L’UE prépare ses adieux aux plastiques à usage unique

Bruxelles va révéler son plan d’attaque contre les plastiques non réutilisables, dont la première version avait reçu un accueil mitigé.

La Commission prévoit de présenter sa proposition sur les plastiques à usage unique avant la fin du mois. Mais une première version de ce qui est considéré comme l’un des piliers de la stratégie sur les plastiques est déjà connue.

La proposition pointe du doigt un certain nombre de produits qui seront concernés par la loi, dont les cotons-tiges, les couverts et les assiettes en plastique ou les pailles.

Quand les commissaires Frans Timmermans et Jyrki Katainen ont présenté la stratégie sur les matières plastiques en janvier, l’exécutif européen a promis de s’attaquer aux produits les plus souvent jetés, surtout ceux que l’on retrouve sur les plages.

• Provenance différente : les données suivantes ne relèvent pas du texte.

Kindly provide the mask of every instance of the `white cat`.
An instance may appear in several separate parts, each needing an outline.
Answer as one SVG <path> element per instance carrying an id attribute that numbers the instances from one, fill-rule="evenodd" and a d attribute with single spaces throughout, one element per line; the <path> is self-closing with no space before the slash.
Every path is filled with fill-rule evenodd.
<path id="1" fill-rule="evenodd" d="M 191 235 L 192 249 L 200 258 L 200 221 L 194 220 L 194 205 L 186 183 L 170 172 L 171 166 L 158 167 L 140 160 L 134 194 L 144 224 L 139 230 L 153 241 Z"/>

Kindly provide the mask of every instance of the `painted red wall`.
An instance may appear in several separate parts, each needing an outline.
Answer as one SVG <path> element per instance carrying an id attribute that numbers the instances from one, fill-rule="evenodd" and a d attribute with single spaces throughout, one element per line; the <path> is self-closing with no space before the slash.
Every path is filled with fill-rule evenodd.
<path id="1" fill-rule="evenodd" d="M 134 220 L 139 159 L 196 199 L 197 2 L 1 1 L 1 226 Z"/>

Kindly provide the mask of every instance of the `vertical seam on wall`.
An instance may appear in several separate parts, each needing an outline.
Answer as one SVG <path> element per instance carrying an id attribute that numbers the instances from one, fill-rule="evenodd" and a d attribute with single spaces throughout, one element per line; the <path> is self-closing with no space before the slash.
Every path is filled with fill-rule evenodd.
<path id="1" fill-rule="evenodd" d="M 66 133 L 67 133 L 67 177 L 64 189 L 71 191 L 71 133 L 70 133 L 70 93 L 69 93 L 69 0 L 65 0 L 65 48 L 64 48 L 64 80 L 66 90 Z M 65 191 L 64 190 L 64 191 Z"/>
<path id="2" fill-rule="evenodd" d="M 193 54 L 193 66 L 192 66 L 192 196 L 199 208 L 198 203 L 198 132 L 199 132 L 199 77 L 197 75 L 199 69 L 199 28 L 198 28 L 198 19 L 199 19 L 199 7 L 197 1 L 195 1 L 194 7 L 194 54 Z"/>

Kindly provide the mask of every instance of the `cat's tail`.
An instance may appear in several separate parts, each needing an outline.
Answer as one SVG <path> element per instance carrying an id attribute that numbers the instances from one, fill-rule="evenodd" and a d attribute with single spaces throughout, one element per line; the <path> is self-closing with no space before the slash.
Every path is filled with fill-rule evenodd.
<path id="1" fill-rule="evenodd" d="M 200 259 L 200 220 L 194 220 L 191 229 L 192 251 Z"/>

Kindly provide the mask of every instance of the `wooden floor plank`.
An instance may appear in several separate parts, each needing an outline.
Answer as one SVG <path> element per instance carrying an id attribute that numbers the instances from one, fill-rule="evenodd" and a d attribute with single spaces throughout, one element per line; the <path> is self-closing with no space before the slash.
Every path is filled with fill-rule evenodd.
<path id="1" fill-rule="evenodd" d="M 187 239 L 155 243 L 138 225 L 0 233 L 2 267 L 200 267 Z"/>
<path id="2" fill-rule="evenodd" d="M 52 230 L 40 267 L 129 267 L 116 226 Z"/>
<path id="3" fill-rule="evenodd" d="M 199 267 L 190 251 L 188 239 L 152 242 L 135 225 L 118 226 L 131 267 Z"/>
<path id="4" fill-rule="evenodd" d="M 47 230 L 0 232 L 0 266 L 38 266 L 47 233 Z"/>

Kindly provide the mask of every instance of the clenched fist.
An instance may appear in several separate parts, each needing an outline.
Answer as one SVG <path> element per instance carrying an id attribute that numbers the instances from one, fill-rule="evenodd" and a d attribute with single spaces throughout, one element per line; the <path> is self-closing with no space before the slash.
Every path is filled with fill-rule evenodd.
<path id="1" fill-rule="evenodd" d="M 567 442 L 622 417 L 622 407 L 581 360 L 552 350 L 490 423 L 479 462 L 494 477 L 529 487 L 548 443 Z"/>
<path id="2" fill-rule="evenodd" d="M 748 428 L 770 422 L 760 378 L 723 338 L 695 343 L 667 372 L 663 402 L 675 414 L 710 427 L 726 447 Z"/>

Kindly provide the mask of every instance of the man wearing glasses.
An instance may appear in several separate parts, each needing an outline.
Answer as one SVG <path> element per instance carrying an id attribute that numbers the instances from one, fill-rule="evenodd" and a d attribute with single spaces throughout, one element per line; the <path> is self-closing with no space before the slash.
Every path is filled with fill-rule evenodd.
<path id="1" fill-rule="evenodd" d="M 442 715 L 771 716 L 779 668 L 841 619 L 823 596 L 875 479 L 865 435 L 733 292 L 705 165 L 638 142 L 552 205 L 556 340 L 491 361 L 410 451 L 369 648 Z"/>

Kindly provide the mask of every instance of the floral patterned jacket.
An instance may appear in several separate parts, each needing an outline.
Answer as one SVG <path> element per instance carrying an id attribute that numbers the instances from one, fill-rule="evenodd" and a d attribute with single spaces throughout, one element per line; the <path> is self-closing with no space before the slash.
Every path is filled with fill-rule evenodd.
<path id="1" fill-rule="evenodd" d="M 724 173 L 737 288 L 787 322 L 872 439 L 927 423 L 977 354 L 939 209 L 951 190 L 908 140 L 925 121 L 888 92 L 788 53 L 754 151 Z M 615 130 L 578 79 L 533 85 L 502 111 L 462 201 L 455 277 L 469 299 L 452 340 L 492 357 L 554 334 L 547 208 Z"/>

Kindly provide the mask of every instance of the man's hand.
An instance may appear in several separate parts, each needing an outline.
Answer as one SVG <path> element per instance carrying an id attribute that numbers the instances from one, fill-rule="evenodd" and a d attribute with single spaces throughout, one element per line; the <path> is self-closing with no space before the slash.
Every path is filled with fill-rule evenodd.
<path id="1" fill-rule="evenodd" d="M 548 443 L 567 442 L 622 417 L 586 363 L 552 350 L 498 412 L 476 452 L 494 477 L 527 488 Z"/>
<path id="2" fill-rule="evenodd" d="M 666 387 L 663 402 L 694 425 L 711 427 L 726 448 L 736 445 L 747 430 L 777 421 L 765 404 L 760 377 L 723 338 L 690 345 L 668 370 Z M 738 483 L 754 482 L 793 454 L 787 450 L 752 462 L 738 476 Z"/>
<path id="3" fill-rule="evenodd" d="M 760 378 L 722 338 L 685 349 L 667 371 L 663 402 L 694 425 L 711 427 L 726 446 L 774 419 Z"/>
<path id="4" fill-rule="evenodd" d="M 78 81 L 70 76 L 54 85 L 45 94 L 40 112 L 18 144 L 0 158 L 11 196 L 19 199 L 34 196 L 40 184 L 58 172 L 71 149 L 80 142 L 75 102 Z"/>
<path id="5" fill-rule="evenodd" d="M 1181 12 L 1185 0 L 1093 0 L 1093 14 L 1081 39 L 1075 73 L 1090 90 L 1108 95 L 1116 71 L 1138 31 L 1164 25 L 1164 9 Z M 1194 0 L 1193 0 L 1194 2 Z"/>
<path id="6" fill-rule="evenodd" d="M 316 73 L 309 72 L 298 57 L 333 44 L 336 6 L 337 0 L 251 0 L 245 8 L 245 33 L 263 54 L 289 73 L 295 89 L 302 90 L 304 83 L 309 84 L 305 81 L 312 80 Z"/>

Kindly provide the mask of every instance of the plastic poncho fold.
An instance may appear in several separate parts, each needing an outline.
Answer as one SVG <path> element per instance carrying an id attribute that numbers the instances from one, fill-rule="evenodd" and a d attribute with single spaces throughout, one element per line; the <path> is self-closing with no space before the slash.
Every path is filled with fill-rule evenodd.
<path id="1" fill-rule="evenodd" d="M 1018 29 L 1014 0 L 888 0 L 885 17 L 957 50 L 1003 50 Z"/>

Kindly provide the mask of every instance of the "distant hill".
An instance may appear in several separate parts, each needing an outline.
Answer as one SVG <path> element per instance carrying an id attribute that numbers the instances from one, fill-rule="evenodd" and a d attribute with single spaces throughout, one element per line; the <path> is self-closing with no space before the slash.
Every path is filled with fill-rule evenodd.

Certains produits nommés dans la première version seront exclus du marché européen alors que d’autres seront soumis à des mesures telles qu’un étiquetage plus strict et des exigences au moment de la conception. Par ailleurs, les États membres seront obligés de « réduire de manière significative » la consommation de produits tels que les verres en plastiques.

Les normes d’étiquetage sont censées permettre aux consommateurs de faire de meilleurs choix dans les rayons de supermarché et dans les petits commerces, en affichant clairement sur l’emballage les aspects négatifs du produit pour l’environnement.

Toutefois, la formulation du projet de loi a été remise en question avant même sa présentation. Ariadna Rodrigo, de la Rethink Plastic Alliance, estime que le manque d’objectifs spécifiques signifie que les capitales pourront interpréter le terme « réduction significative » à leur manière.

Elle a toutefois salué le projet de loi en le qualifiant de « bonne première étape », notamment en ce qui concerne la mise en place de différentes mesures pour différents produits. Ariadna Rodrigo a ajouté que la société civile attendrait du Conseil et du Parlement qu’ils améliorent la proposition une fois que celle-ci sera soumise.

Pas juste des interdictions

« La responsabilité élargie des producteurs » est largement présente dans la première version, puisque les États membres devront s’assurer que des systèmes sont mis en place pour obliger les producteurs à couvrir le coût de collecte de certains articles. Une décision politique qui rappelle le principe de « pollueur payeur » du secteur de l’énergie.

Avocate pour ClientEarth, Tatiana Luján salue la proposition de la Commission de rediriger la responsabilité sur les producteurs, mais demande aux eurodéputés de ne « pas laisser la porte ouverte au remplacement des articles jetables par d’autres matériaux ayant leurs propres problèmes, comme les bioplastiques ».

La proposition suggère aussi que les contenants de boissons à usage unique devraient être fabriqués de sorte que les bouchons ou couvercles restent attachés à la bouteille. L’objectif est que 90 % des bouteilles plastiques non réutilisables soient collectées d’ici à 2025.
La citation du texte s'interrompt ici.